The anticipation-free approach transfers the load of recognizing and handling errors in the input into the parsing mechanism. An example of this is the approach presented in Menzel, Wolfgang, 1992, where a "model-based" error-diagnosis is characterized by its complexity. For example in an agreement situation every feature of every lexical item is checked by an individual function in order to allow for a precise localization of an error. As another example for the load moved into the parsing mechanism the approach taken by Mellish, Chris S., 1989 needs two parses in order to identify linearization errors with the help of a simple phrase structure grammar. One important advantage is the recognition of certain errors "anywhere" if they can be identified at a single position. As an example an agreement error between the subject and a verb should be recognized not only if the subject is in the standard position but also if for some reason the subject is displaced, e.g. by topicalization. A second advantage is the chance for independent development of a grammar and a lexicon. They can be engineered so as to generate descriptions only for correct sentences of a language. This also allows the integration of "foreign" data, e.g. a large lexical database, which may have been developed in other contexts.

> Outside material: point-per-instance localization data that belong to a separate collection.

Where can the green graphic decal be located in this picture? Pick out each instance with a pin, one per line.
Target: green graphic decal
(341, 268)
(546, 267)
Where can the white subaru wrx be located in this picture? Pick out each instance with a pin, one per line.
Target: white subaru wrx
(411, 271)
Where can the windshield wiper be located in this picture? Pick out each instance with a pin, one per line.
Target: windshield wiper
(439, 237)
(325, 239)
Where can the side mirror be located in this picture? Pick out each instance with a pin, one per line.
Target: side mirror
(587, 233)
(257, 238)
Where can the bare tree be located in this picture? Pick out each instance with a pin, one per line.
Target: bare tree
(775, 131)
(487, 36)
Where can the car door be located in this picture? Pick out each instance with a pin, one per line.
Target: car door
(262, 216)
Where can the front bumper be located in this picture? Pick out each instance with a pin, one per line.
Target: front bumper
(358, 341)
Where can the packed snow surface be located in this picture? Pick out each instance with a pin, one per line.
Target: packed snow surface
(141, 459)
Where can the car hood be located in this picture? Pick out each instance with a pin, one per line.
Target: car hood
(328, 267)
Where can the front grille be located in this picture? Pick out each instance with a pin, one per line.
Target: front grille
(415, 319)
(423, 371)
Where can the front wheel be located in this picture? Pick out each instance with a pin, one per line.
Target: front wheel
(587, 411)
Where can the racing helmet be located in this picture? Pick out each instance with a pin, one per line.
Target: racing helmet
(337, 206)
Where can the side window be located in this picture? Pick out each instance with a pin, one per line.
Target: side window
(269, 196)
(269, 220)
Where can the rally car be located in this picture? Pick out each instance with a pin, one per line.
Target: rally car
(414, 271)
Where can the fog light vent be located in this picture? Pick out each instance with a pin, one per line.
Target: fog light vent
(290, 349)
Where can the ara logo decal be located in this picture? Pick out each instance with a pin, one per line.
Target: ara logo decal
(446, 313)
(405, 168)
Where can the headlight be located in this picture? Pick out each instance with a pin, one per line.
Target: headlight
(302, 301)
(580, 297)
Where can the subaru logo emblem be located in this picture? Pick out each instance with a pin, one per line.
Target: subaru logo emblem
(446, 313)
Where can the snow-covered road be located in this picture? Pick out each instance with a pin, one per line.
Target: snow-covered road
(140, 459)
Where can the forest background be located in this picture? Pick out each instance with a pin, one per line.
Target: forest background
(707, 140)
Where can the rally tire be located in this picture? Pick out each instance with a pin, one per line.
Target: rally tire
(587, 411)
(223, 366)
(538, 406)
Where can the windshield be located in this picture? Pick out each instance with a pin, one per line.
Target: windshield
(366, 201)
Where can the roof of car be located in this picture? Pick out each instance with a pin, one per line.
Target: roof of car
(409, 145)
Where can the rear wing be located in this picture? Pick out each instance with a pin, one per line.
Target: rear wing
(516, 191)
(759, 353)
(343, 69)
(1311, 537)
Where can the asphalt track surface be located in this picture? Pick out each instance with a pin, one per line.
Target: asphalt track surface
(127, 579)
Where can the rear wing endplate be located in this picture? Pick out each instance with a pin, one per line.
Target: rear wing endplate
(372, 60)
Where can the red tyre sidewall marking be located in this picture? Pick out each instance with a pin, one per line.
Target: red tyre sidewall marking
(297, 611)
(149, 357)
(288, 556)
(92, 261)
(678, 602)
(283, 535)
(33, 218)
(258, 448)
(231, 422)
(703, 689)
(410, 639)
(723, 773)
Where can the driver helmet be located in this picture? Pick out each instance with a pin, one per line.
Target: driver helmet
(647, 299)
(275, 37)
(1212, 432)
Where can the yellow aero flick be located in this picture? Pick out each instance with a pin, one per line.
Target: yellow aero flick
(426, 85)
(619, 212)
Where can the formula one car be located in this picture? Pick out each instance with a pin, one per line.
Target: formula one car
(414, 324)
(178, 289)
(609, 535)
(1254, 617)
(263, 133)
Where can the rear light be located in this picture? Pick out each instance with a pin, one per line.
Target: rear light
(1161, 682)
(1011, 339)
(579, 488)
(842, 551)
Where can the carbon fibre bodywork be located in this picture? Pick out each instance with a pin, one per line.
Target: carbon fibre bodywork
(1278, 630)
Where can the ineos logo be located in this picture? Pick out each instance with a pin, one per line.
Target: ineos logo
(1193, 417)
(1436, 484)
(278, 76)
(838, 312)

In order to decrease the processing load, the search space for finding a solution may be minimized in anticipation-free concepts. The evaluation in Lee, Kong Joo ; Kweon, Cheol Jung et al., 1995 can be taken as an example for this problem (for a certain type of robust parsing): With a phrase structure grammar with only 192 rules, the parsing algorithm generates 12.000 items in the chart with heuristics turned on and even 25.000 items without. On the one hand almost any sentence will be analyzed but on the other hand the efficiency is very low. In order to counter this general problem Mellish introduces a number of heuristics, which refer to a variety of possible configurations of chart items. One of the main aims of Kato, Tsuneaki, 1994 with his modification of the algorithm is therefore to decrease the number of different heuristics and nevertheless improve the efficiency. A different approach is chosen in Schröder, Ingo ; Menzel, Wolfgang et al., 2000 and Fouvry, Frederik, 2003. In these two cases constraints are weighted, which on the one hand allows robust parsing and on the other hand nevertheless allows determining the solution with the "smallest" error measure. Additionally in Schröder, Ingo ; Menzel, Wolfgang et al., 2000 constraints can be marked with a weight 0, which effectively makes them so called hard constraints. Solutions with this kind of constraint clash will then not be considered for the further analysis. However there is no evaluation with respect to a possible feedback to the learner about the error in these two approaches.